CKX Lands filed its Q1 10-Q on May 8, delivering a notably softer quarter — EPS came in at $0.03, half the $0.06 earned in Q1 2025, on revenue of $170,660, down sharply from $348,184 a year earlier. The stock fell 5.3% across the week, closing at $10.86, even as it recovered 1.3% on Friday.
The short-interest picture has moved modestly in the wrong direction, though the absolute level remains negligible. Short interest rose nearly 12% week-on-week to around 1,116 shares, equating to roughly 0.05% of the free float — a level so thin it carries no meaningful squeeze or crowding signal.
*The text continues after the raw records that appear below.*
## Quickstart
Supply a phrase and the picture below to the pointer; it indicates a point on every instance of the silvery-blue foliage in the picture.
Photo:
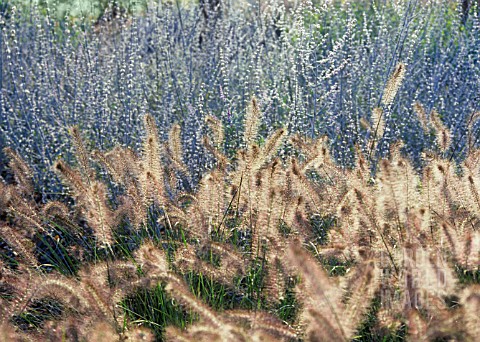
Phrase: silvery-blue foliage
(315, 68)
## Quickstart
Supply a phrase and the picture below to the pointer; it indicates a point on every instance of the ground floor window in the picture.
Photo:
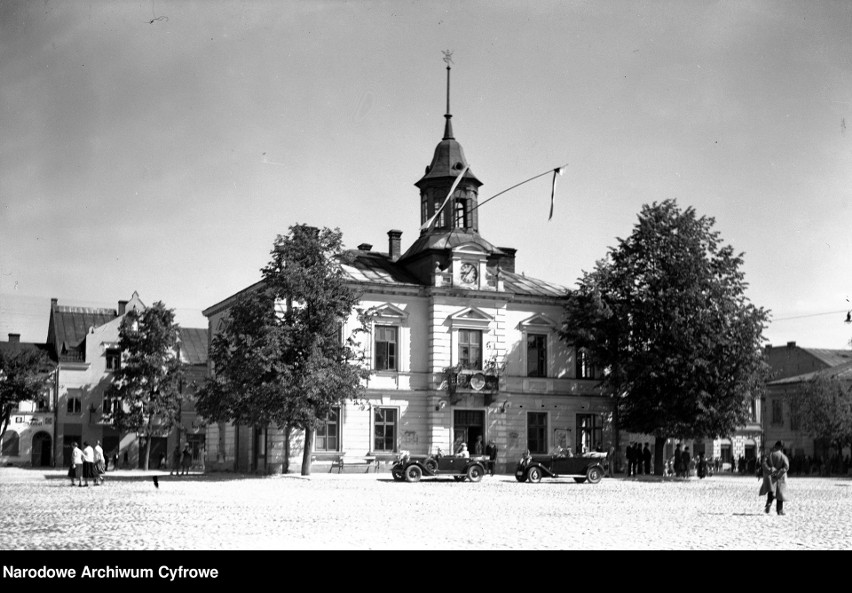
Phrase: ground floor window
(384, 429)
(589, 432)
(11, 443)
(328, 432)
(537, 432)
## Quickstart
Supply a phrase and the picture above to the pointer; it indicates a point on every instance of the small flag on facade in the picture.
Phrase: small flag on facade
(556, 171)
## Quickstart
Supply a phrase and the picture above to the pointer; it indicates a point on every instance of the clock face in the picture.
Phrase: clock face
(468, 273)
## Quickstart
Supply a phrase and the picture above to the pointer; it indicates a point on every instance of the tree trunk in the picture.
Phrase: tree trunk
(288, 430)
(147, 451)
(659, 450)
(306, 453)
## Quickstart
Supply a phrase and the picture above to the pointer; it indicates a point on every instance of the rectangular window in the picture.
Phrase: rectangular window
(470, 349)
(589, 432)
(537, 432)
(536, 355)
(386, 348)
(777, 412)
(384, 429)
(328, 433)
(74, 405)
(113, 356)
(585, 370)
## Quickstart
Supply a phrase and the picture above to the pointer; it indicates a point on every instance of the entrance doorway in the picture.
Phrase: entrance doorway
(42, 450)
(467, 426)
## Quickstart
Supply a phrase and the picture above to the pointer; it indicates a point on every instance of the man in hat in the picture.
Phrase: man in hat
(775, 468)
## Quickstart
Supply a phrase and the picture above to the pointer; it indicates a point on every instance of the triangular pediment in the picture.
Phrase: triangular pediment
(387, 311)
(538, 321)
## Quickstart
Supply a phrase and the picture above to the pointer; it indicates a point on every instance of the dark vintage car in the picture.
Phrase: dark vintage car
(586, 467)
(413, 467)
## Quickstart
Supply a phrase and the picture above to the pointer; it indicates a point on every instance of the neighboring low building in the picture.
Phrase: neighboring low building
(29, 438)
(84, 342)
(462, 347)
(794, 366)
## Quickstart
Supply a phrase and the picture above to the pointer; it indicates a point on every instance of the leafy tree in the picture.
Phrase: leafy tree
(320, 368)
(823, 408)
(25, 374)
(666, 316)
(148, 381)
(251, 383)
(287, 366)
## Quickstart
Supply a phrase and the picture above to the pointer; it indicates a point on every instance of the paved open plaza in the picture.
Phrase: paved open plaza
(372, 512)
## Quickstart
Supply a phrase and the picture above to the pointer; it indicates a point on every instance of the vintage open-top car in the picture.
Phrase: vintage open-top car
(585, 467)
(413, 467)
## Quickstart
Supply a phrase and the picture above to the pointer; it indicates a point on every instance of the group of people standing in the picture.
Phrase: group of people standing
(87, 464)
(638, 459)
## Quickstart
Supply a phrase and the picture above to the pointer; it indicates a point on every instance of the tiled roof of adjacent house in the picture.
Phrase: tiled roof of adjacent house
(193, 345)
(375, 267)
(69, 325)
(830, 357)
(841, 371)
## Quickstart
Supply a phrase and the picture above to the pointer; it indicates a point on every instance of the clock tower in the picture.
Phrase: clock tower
(449, 241)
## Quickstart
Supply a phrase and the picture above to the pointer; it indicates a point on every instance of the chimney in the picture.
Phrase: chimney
(394, 241)
(507, 262)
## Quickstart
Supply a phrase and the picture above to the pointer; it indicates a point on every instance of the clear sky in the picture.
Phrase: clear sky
(161, 146)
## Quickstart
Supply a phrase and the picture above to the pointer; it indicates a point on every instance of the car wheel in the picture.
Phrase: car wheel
(413, 473)
(594, 475)
(474, 473)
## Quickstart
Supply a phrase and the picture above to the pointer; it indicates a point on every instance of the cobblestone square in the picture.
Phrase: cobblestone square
(372, 512)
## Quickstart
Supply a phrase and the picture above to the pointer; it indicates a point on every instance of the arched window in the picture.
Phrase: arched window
(11, 443)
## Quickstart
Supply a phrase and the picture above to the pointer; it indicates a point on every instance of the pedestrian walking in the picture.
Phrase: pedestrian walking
(478, 448)
(175, 469)
(491, 451)
(100, 462)
(702, 465)
(76, 469)
(88, 462)
(678, 462)
(686, 459)
(186, 460)
(774, 486)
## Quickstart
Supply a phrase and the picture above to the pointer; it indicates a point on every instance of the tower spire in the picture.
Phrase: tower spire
(448, 127)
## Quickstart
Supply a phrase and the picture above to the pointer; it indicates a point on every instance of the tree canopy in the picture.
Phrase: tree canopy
(25, 374)
(147, 383)
(666, 315)
(281, 360)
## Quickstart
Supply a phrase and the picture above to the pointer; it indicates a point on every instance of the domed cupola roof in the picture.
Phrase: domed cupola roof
(448, 160)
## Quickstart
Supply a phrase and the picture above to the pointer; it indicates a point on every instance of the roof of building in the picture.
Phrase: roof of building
(193, 345)
(841, 371)
(70, 325)
(830, 357)
(12, 348)
(375, 267)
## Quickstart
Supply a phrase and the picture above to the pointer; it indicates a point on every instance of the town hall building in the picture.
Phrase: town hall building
(462, 348)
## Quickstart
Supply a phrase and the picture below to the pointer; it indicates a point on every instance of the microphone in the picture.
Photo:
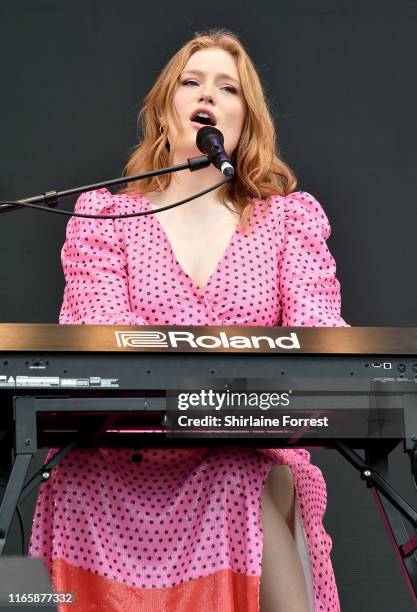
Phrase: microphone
(210, 141)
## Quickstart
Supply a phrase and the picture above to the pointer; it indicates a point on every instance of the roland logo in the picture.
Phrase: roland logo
(184, 339)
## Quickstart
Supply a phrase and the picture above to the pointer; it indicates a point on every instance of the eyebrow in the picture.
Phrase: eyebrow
(222, 75)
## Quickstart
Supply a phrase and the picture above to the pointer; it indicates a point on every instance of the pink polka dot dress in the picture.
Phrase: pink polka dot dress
(181, 529)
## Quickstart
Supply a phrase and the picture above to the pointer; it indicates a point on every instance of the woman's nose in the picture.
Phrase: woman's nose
(207, 97)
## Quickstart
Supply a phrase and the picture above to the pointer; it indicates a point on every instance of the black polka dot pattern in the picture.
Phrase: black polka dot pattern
(185, 513)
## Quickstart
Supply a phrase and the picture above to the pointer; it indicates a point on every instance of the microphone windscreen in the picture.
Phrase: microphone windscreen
(202, 134)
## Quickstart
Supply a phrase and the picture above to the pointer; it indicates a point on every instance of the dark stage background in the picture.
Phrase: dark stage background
(341, 80)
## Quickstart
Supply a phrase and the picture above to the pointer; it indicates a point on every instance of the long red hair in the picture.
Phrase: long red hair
(260, 172)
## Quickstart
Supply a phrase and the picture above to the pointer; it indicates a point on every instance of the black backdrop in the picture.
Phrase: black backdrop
(341, 80)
The borrow market confirms this: availability is effectively unlimited, and cost to borrow has barely moved, running at 3.1% APR. That is up about 7% from its March lows but still well below the 4.5% peak logged earlier this year. The ORTEX short score of 27.5 sits in the 84th percentile for its sector — a ranking that reflects relative positioning rather than any acute pressure on this name.
Ownership is tightly held and concentrated. The top two individual holders — Michael White and William Stream — together control roughly 28% of shares outstanding, with Stream also serving as Chairman and President. Dimensional Fund Advisors and Vanguard both hold small positions and added modestly in the most recent quarter — combined, under 7,500 shares between them — while Susquehanna trimmed by 1,513 shares. None of these moves is material at this market cap of roughly $22 million. The 8-K filed alongside the quarterly report disclosed a submission of matters to a vote of security holders, suggesting routine annual meeting business.
The Q1 earnings history offers limited pattern-reading. The most recent prior result, filed in late March, knocked the stock down 3.7% on the day and a further 3.6% by the end of that week. Before that, the April 2025 print produced a negligible one-day move of -0.3% but a five-day gain of 3.4%. This week's filing landed after market close on May 8, with Friday's modest bounce suggesting no dramatic immediate reaction.
The story for CKX Lands in the week ahead is whether the revenue halving in Q1 reflects timing in mineral royalty and land lease receipts — inherently lumpy for a company of this size — or a more persistent softening. With no analyst coverage, no options market, and insider data more than 18 months stale, the 10-Q filing itself is the only live signal worth tracking.